Cant bowfish for them on Lake Houston tho'---according to Lake Patrol.


----------



## Texasfisherman57

Meadowlark said:


> They are usually pretty good fighters and fun to catch. Every fall I load up on them for the freezer. Excellent eating. You get a 3 pound Tilapia on the line and you might be surprised at how well they fight. They will bite small jigs, flies, and spinners, but really prefer worms and/or veggies.


Hey Medowlark; where are those Tilapia in you pictures come from? Did they come from Conroe????


----------



## Full of It

The ones you eat in restaurants are farm raised and they feed them bird ****.... enjoy. :biggrin:


----------



## Meadowlark

Texasfisherman57 said:


> Hey Medowlark; where are those Tilapia in you pictures come from? Did they come from Conroe????


No, they came from ponds in East Texas. Those are Mozambique Tilapia which are the only Tilapia legal for private waters in Texas.

It would be interesting to know what kind of Tilapia are being seen on Conroe..my guess is the Blue Tilapia...can anyone post a picture?


----------



## Kody Emmert

Dad's Lake Travis Tilapia....


----------



## Lipless Crankbait

I live on lake Conroe and have seen lots of big ones floating for the last two or three winters. I was told that they were stocked in the lake to help control the vegitation, and bass forage. If you want to bow fish for them, the best time is a warming trend after a good cold snap in the afternoon they will be at the surface trying to warm up in the sun and moving very slow. Buddy of mine lives on a cove in bentwater and they get thick behind his house in when the conditions are right.


----------



## Meadowlark

Nice shots, Kody. Those look like blue Tilapia to me...the same fish they have in most power plant lakes across Texas.


----------



## slabseaker

I asume there is not limit on them sence they are not a native fish? any one know?


----------



## nightgigger

No limit, take all you can, Gut the rest. They are an invasive species.


----------



## nightgigger

http://www.tpwd.state.tx.us/publications/annual/fish/general_rules/
I think the link covers it well.


----------



## Shrimptail_Hunter

They are the freshwater version of a triple tail.
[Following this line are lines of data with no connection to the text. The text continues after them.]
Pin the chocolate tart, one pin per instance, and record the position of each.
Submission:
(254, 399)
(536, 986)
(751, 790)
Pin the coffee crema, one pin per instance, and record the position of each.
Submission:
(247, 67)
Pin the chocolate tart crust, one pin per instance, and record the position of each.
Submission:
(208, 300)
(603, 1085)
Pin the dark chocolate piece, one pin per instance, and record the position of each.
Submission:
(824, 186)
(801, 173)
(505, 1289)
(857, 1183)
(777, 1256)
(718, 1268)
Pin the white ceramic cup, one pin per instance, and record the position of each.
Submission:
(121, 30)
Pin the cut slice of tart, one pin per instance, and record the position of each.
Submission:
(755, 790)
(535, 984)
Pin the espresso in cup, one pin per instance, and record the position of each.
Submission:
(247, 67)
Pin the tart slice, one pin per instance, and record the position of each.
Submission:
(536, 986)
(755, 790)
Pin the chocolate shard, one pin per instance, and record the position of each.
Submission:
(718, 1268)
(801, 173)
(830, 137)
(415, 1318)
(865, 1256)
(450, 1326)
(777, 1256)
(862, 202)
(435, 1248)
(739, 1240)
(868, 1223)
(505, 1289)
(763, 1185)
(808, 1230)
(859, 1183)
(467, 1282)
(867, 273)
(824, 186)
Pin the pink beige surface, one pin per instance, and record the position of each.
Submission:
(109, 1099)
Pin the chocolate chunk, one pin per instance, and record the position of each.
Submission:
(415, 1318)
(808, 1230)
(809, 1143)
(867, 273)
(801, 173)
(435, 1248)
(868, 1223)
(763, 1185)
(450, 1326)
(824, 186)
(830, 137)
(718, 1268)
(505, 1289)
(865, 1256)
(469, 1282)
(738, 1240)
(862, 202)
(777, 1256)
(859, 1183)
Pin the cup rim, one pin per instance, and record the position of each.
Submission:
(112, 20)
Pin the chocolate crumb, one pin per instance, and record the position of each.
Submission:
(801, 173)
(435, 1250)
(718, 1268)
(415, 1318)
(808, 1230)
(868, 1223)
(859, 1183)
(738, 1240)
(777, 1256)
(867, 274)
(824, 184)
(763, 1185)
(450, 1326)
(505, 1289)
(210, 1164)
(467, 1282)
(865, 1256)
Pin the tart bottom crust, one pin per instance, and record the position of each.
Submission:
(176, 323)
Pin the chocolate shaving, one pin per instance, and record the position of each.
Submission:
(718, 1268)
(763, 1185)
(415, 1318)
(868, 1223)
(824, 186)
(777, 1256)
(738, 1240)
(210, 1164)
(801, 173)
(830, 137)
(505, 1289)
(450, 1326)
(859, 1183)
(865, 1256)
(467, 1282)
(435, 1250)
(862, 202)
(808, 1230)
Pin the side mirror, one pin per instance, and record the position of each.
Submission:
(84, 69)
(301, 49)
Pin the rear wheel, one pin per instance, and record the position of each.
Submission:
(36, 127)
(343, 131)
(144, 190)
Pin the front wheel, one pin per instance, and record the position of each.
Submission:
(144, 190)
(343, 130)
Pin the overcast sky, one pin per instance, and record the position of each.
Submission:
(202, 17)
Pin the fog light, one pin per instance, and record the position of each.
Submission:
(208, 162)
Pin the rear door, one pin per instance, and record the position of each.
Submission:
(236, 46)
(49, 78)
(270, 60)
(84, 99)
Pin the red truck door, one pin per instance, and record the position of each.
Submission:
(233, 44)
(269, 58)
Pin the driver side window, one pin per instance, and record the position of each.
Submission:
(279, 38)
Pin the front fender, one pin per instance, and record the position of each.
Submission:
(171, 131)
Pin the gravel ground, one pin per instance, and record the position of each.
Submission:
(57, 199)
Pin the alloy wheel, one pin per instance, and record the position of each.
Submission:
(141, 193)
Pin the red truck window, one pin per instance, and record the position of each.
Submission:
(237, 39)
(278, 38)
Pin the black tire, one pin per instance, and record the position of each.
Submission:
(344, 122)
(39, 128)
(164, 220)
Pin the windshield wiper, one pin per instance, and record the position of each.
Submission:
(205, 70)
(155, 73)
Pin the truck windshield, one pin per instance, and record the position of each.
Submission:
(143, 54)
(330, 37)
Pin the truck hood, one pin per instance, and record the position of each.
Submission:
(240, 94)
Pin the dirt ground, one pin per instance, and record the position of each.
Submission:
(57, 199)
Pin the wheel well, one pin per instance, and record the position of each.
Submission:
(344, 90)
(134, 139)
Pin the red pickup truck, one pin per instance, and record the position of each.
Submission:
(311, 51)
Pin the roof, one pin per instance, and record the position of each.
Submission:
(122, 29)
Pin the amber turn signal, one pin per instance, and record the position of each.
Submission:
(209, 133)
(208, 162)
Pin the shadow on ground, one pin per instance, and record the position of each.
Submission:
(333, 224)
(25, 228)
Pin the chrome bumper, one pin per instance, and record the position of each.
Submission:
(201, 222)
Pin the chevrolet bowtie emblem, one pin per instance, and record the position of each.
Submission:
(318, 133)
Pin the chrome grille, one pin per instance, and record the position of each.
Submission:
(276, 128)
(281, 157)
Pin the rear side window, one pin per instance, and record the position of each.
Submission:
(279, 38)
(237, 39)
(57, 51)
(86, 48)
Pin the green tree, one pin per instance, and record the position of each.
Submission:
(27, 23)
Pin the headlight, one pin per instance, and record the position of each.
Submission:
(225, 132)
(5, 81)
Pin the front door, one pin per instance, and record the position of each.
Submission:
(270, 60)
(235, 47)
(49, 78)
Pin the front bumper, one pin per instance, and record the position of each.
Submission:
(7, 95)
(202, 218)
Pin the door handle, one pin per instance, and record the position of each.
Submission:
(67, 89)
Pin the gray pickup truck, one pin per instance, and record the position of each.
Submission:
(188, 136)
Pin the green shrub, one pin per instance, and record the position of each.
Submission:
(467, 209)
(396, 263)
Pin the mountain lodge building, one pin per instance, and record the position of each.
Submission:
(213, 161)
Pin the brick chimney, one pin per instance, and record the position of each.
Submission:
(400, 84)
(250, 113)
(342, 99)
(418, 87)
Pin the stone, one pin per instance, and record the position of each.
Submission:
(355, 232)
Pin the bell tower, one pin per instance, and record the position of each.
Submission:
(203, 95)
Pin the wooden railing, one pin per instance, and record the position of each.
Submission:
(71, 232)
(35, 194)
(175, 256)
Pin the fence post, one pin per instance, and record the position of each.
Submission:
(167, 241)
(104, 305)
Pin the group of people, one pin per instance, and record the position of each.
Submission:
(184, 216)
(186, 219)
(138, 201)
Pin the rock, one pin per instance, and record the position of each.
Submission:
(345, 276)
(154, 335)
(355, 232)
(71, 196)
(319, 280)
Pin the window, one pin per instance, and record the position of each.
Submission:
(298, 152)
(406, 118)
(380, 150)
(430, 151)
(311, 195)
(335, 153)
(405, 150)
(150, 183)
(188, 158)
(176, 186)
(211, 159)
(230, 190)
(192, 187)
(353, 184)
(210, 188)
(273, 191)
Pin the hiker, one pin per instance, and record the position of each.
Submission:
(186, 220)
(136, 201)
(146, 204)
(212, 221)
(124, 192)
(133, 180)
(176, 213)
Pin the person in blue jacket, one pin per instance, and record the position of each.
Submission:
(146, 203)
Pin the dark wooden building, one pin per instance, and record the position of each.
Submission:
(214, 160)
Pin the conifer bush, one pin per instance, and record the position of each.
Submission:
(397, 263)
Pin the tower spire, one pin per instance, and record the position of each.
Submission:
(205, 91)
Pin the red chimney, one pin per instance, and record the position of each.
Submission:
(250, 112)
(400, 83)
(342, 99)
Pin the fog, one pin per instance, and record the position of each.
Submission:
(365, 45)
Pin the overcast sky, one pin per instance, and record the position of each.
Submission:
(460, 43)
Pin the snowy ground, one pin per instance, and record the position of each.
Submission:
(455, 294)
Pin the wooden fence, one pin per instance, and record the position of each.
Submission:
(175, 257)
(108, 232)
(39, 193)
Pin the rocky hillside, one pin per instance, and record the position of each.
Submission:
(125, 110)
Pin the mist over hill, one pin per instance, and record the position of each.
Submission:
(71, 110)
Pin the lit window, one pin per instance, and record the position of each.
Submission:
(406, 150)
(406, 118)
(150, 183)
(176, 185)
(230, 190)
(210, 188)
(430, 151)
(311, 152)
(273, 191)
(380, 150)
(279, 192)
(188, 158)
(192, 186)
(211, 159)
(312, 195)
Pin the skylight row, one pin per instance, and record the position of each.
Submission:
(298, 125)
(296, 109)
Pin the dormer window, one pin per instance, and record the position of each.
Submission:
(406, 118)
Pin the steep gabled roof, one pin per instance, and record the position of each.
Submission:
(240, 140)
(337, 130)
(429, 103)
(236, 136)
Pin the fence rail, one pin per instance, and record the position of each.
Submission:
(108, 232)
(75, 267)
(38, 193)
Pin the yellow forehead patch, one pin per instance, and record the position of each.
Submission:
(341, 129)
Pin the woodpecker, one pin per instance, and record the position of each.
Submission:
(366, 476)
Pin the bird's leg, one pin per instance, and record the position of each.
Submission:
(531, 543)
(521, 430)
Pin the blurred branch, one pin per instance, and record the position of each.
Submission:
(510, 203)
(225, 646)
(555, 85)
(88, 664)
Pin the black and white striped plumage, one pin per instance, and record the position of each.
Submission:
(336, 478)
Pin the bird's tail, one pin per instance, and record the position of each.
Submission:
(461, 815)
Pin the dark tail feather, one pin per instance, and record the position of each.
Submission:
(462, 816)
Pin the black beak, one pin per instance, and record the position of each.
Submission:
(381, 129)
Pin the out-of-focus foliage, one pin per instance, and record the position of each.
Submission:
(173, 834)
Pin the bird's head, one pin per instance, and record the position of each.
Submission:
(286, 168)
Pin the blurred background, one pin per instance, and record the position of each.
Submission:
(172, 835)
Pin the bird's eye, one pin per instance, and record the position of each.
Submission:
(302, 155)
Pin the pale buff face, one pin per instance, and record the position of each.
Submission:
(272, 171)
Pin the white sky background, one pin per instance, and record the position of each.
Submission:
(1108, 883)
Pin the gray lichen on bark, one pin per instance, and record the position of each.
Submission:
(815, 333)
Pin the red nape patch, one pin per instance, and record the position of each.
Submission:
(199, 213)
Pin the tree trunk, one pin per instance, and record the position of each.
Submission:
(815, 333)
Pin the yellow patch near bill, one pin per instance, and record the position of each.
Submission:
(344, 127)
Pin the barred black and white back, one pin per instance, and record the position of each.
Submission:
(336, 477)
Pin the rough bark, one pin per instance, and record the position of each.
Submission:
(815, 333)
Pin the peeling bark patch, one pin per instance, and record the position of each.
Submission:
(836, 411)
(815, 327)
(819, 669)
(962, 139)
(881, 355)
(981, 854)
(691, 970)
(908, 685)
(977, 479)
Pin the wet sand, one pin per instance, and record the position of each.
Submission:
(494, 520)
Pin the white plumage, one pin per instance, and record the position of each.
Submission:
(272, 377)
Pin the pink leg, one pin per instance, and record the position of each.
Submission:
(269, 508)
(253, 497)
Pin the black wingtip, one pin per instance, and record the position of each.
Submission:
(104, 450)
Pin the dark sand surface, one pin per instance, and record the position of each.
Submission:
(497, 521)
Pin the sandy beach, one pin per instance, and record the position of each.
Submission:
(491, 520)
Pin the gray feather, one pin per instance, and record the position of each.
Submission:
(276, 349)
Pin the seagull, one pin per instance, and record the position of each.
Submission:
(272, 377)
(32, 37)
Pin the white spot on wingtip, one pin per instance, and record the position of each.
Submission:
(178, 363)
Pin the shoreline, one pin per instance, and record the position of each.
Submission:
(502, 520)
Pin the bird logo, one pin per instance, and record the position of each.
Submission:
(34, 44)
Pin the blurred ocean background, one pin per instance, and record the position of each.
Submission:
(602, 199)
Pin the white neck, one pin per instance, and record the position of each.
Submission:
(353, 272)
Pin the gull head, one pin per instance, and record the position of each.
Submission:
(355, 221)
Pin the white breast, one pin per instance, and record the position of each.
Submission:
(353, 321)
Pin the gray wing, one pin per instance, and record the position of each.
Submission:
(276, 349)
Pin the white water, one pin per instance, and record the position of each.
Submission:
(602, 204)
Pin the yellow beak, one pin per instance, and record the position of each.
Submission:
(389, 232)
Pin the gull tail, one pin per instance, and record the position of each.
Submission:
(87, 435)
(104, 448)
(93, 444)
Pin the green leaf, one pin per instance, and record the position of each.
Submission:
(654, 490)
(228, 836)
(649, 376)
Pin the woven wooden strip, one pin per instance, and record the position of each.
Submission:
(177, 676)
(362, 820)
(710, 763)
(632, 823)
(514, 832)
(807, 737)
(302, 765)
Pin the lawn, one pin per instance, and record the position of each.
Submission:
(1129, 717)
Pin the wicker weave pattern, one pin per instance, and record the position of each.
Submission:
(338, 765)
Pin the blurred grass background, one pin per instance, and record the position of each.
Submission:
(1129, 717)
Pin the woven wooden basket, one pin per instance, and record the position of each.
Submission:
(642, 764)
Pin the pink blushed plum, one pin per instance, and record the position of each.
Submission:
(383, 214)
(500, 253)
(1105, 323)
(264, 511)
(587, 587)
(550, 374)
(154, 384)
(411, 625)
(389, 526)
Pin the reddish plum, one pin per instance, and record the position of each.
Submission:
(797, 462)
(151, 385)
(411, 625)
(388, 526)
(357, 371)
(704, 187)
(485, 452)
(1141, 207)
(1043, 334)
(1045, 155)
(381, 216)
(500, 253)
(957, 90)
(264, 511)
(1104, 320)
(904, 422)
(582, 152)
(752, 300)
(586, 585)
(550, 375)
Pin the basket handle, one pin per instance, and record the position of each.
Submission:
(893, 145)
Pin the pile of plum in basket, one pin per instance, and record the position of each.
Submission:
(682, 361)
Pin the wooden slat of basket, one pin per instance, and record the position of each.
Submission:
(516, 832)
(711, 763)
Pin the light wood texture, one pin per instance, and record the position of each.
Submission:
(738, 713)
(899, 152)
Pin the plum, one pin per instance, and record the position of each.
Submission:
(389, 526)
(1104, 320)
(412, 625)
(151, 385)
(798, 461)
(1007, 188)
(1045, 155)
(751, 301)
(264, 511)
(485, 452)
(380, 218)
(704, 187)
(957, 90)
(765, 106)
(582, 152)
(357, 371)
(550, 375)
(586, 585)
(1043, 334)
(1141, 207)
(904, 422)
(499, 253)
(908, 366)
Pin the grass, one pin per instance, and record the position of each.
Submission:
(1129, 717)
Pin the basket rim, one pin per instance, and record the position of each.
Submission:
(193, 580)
Very fun to hook into even better table fair.


----------



## jdot7749

Ain't no way they are better to eat than a tripletail.


----------



## Hookdog02

Top-H2O 2110 said:


> I can't help but wonder what kind of population of these fish there are in some of the power plant lakes in Texas.


I fished fairfield for the first time last summer and I could not throw the cast net with out it being full of 3 to 6 inch tilapia. Even when I would have a bad throw (taco) the net would still be full of small tilapia.


----------



## Texasfisherman57

Hookdog02 said:


> I fished fairfield for the first time last summer and I could not throw the cast net with out it being full of 3 to 6 inch tilapia. Even when I would have a bad throw (taco) the net would still be full of small tilapia.


The last time I was on Fairfield, I couldn't believe how many Tilapia there were! I went into a very small cut and they were there by the thousands, They literally turned the water black (like shad will) there were so many.


----------